Artikel 8:75a, eerste lid, eerste volzin, van de Awb bepaalt dat in geval van intrekking van het beroep omdat het bestuursorgaan geheel of gedeeltelijk aan de indiener van het beroepschrift is tegemoetgekomen, het bestuursorgaan op verzoek van de indiener bij afzonderlijke uitspraak met toepassing van artikel 8:75 van de Awb in de kosten kan worden veroordeeld. Ingevolge artikel 8:108, eerste lid, van de Awb is deze bepaling van overeenkomstige toepassing op het hoger beroep.
Appellant heeft het hoger beroep ingetrokken omdat het Uwv met de gewijzigde beslissing op bezwaar van 20 februari 2024 volledig aan zijn bezwaren is tegemoetgekomen.
Het Uwv wordt veroordeeld in de kosten die appellant in verband met de behandeling van het bezwaar, het beroep en het hoger beroep redelijkerwijs heeft moeten maken. De proceskosten worden, ingevolge het Besluit proceskosten bestuursrecht, begroot op € 647,- in bezwaar (1 punt voor het indienen van een bezwaarschrift), € 907,- in beroep (1 punt voor het indienen van het beroepschrift) en € 907,- in hoger beroep (1 punt voor het indienen van het hoger beroepschrift). Totaal € 2.461,-.

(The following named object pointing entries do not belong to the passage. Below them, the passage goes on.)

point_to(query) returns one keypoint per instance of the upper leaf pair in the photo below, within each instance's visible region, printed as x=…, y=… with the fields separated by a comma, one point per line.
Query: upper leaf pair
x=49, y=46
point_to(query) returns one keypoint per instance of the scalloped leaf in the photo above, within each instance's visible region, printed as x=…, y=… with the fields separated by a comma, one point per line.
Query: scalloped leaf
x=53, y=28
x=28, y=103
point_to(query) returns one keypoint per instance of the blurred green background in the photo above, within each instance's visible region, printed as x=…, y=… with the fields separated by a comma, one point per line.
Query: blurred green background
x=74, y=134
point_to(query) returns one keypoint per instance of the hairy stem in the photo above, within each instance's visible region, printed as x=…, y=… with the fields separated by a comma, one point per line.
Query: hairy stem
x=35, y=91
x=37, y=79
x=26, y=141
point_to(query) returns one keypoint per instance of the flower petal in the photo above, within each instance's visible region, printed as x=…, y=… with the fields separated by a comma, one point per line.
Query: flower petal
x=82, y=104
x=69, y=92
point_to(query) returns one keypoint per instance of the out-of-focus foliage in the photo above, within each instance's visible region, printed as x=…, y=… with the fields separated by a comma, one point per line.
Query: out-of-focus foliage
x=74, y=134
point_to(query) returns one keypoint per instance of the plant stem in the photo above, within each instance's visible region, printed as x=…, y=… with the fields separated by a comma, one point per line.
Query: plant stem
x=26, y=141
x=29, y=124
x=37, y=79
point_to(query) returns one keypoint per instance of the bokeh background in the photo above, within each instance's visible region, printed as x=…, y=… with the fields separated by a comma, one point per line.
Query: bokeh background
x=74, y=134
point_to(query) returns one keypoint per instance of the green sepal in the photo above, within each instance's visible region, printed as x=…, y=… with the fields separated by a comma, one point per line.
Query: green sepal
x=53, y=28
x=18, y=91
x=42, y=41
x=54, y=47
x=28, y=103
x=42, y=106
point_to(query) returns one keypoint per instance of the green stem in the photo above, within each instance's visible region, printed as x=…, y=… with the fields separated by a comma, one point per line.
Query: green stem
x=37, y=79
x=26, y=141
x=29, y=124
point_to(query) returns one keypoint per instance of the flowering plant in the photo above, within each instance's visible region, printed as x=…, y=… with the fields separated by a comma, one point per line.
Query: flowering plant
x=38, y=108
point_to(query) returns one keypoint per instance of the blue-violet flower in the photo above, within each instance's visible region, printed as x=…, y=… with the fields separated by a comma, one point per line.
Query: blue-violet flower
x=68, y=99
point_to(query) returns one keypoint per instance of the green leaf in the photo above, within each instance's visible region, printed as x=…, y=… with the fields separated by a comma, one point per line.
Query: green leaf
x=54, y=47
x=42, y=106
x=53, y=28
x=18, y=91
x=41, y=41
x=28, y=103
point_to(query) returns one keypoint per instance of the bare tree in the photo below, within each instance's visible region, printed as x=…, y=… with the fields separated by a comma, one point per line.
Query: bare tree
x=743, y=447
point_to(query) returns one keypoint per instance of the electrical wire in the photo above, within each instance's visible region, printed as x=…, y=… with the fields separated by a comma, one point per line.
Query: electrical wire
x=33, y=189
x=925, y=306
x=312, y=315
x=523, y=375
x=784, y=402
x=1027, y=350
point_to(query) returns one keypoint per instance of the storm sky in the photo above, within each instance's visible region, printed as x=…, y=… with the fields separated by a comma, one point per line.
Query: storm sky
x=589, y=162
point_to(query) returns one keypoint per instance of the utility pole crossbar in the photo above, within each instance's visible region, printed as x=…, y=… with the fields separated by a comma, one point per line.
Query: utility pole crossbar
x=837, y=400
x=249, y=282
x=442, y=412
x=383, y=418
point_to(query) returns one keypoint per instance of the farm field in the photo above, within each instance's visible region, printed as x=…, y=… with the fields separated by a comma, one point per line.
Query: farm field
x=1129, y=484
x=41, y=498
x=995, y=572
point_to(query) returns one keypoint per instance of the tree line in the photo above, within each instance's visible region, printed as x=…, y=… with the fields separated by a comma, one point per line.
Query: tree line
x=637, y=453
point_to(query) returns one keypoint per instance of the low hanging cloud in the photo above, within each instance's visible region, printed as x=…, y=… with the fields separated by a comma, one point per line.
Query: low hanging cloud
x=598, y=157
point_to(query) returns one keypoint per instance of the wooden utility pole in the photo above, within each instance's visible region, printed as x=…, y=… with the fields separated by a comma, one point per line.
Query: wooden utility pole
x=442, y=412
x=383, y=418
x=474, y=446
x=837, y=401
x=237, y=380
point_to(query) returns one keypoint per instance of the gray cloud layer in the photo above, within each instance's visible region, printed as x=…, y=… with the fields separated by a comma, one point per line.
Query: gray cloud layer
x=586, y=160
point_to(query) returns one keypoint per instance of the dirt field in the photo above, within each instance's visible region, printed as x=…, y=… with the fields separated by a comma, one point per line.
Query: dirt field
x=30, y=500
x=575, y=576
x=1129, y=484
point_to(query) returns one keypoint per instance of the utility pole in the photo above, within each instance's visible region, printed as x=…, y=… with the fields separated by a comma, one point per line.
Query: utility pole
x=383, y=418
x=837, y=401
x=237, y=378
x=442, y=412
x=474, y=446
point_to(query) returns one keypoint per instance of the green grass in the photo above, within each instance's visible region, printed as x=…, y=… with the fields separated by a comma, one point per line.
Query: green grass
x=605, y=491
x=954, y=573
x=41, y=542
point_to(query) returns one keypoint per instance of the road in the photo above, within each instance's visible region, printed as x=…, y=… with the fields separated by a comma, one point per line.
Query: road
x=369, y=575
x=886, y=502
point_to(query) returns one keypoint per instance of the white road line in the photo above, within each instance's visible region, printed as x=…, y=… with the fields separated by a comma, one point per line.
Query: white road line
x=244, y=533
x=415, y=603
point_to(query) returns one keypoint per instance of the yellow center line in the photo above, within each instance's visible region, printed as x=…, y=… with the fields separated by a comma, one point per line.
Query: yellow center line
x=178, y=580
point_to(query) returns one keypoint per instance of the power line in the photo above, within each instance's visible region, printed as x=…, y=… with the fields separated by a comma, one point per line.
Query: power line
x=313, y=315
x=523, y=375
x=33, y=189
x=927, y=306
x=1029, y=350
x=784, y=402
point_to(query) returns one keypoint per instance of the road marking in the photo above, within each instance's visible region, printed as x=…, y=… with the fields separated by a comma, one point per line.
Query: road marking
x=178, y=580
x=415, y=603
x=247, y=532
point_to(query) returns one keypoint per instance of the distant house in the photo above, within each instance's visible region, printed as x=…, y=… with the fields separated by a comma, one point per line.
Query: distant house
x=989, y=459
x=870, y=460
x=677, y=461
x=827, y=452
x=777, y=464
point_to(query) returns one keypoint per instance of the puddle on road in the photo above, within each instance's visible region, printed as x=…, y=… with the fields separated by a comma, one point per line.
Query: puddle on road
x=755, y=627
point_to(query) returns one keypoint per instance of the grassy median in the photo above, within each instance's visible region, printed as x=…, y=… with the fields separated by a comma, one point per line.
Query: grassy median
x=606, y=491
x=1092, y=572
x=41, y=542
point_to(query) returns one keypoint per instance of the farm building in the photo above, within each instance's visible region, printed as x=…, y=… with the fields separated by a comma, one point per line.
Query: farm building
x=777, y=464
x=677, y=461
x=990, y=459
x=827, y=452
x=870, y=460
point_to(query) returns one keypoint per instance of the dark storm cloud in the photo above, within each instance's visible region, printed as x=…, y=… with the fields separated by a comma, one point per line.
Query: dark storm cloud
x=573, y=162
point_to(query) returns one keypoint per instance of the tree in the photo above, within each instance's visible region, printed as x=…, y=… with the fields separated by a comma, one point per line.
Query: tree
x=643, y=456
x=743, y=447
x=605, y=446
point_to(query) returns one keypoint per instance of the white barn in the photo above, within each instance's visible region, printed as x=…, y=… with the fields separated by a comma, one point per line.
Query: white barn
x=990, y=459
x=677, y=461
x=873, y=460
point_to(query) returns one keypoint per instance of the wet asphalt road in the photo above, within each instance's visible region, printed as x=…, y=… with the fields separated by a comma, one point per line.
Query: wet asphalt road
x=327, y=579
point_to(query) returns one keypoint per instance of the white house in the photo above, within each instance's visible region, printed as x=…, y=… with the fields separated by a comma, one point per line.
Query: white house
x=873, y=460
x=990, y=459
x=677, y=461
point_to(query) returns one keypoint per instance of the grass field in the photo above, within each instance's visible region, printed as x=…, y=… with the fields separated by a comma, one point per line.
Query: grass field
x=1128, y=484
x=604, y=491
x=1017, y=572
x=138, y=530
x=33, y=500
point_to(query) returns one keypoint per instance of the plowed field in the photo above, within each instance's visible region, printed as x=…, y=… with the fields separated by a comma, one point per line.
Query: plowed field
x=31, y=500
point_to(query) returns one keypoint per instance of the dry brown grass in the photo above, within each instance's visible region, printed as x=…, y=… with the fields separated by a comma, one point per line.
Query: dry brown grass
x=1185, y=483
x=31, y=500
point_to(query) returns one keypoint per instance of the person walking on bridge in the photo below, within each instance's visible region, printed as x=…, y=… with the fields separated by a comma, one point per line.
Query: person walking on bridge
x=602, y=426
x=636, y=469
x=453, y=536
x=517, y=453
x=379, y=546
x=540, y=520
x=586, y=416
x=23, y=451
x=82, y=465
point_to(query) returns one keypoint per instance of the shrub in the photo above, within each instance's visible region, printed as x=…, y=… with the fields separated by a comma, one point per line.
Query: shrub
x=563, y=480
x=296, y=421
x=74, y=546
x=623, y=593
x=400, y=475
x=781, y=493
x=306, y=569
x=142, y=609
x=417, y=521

Ook de nota voor het opvragen van medische informatie van € 46,51 komt voor vergoeding in aanmerking
Verder dient het Uwv het door appellant in beroep en hoger beroep betaalde griffierecht te vergoeden.

BESLISSING

De Centrale Raad van Beroep
- veroordeelt het Uwv in de kosten van appellant tot een bedrag van € 2.507,51,-;
- bepaalt dat het Uwv het door appellant in beroep en hoger beroep betaalde griffierecht van in totaal € 185,- vergoedt.
Deze uitspraak is gedaan door S.B. Smit-Colenbrander in tegenwoordigheid van N. ter Heerdt als griffier. De beslissing is uitgesproken in het openbaar op 13 augustus 2025.